De rechtbank waardeert wel de inzet van de terbeschikkinggestelde en de kliniek bij het streven naar een zo voortvarend mogelijke voortzetting van de behandeling met het oog op resocialisatie. Van overplaatsing naar een resocialisatieafdeling of RIBW of GGz-voorziening zal echter, zo stelt de rechtbank op grond van het onderzoek ter zitting vast, thans en binnen een periode van een jaar nog geen sprake zijn.

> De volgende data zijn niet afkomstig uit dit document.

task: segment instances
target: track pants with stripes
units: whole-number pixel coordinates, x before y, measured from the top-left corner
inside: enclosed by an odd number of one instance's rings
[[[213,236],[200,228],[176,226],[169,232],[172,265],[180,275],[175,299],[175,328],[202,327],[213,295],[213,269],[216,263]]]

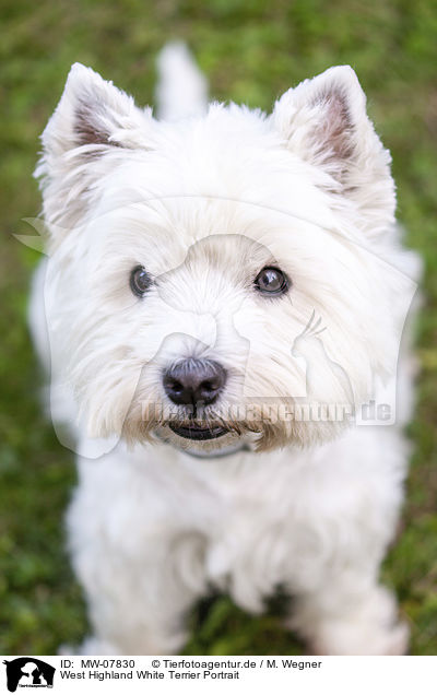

Om die reden kan van een verlenging van de maatregel voor de duur van een jaar geen sprake zijn.
Gelet op het vorenstaande, gezien artikel 38d en 38e van het Wetboek van Strafrecht is de rechtbank van oordeel dat de veiligheid van anderen dan wel de algemene veiligheid van personen de verlenging van de terbeschikkingstelling voor de duur van twee jaar eist.

DE BESLISSING

De rechtbank:
verlengt de termijn gedurende welke [terbeschikkinggestelde] ter beschikking is gesteld met twee jaar.
Deze beslissing is gegeven door:
mr. N.I.B.M. Buljevic, voorzitter,
mr. C.P.J. Scheele en mr. B. Damen, leden,
in tegenwoordigheid van J.F.A. Verhagen, griffier,
en is uitgesproken op 28 maart 2014.
Mr. B. Damen is buiten staat deze beslissing mede te ondertekenen.